Be careful with this option!

The --delete option has no effect when making a new copy, and therefore can be used in the previous example too (making the commands identical), but since it recursively deletes files, it’s best to use it sparingly. If you want to maintain a mirror (i.e. the DESTINATION is to be an exact copy of the SOURCE) then you will want to add the --delete option. This deletes files/directories in the DESTINATION that are no longer in the SOURCE.

iv. Update a previously made copy of "foo" on the NERC VM after you or someone else has already updated it from a different source:

rsync -aAvz --update foo/ -e "ssh -i ~/.ssh/your_pem_key_file.pem" <user_name>@<Floating_IP>:~/foo/

Information

The --update option has no effect when making a new copy and can also be specified in that case. If you're updating a master copy (i.e. the DESTINATION may have files that are newer than the version(s) in SOURCE) then you will also want to add the --update option. This will leave those files alone and not revert them to the older copy in SOURCE.

Progress, Verbosity, Statistics

-v Verbose mode — list each file transferred. Adding more vs makes it more verbose.

--progress Show a progress meter for each individual file transfer that is part of the entire operation. If you have many small files then this option can significantly slow down the transfer.

--stats Print a short paragraph of statistics at the end of the session (e.g. average transfer rate, total number of files transferred, etc).

Other Useful Options

--dry-run Perform a dry-run of the session instead of actually modifying the DESTINATION. Mostly useful when adding multiple -v options, especially for verifying --delete is doing what you want.

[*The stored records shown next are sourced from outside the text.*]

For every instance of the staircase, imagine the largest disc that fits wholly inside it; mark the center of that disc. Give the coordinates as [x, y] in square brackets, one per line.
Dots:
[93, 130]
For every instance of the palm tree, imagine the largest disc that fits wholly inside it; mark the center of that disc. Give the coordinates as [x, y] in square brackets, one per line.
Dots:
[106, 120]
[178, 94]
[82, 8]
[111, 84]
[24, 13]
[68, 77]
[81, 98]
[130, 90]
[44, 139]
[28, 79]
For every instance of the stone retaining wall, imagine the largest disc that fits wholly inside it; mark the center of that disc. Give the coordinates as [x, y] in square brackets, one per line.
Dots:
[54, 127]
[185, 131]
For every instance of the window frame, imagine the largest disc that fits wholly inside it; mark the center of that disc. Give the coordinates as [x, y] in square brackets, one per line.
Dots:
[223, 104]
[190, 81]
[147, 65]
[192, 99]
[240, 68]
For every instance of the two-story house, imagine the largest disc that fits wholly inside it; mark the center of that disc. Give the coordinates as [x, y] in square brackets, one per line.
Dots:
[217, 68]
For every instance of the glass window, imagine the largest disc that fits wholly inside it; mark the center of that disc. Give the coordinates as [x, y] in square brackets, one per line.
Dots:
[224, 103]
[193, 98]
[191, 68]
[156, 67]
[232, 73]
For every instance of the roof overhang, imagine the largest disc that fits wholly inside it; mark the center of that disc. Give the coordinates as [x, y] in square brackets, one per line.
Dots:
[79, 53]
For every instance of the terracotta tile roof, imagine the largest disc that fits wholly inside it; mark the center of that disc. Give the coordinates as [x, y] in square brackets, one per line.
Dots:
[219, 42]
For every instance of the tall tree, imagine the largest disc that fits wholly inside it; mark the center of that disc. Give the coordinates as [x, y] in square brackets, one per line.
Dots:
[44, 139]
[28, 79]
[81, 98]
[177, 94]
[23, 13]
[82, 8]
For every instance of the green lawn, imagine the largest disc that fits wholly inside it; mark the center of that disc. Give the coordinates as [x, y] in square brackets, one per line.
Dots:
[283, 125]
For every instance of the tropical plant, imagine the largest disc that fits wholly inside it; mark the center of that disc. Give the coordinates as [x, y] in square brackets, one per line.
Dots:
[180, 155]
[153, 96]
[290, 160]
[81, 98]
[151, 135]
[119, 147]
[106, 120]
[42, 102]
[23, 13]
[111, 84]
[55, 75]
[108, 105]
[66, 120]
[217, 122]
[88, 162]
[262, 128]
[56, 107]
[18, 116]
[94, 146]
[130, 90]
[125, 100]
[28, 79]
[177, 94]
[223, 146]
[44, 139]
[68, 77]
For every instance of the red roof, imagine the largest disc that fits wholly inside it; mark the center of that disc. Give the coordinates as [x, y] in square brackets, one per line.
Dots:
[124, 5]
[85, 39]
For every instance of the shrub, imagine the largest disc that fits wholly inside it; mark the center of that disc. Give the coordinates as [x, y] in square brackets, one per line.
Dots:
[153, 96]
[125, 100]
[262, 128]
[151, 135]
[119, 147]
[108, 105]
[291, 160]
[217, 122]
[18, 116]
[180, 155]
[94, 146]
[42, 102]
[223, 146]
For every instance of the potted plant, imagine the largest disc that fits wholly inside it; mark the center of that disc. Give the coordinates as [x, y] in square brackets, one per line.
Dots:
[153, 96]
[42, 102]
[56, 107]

--exclude PATTERN Skip files/directories in the SOURCE that match a given pattern (supports regular expressions)

Using rclone

rclone is a convenient and performant command-line tool for transferring files and synchronizing directories directly between your local file systems and a given NERC VM.

Prerequisites:

To run the rclone commands, you need to have:

Configuring rclone

First you'll need to configure rclone. The filesystem protocols, especially, can have complicated authentication parameters so it's best to place these details in a config file.

If you run rclone config file you will see where the default location is for your current user.

Note

For Windows users, you may need to specify the full path to the rclone executable file if it's not included in your system's %PATH% variable.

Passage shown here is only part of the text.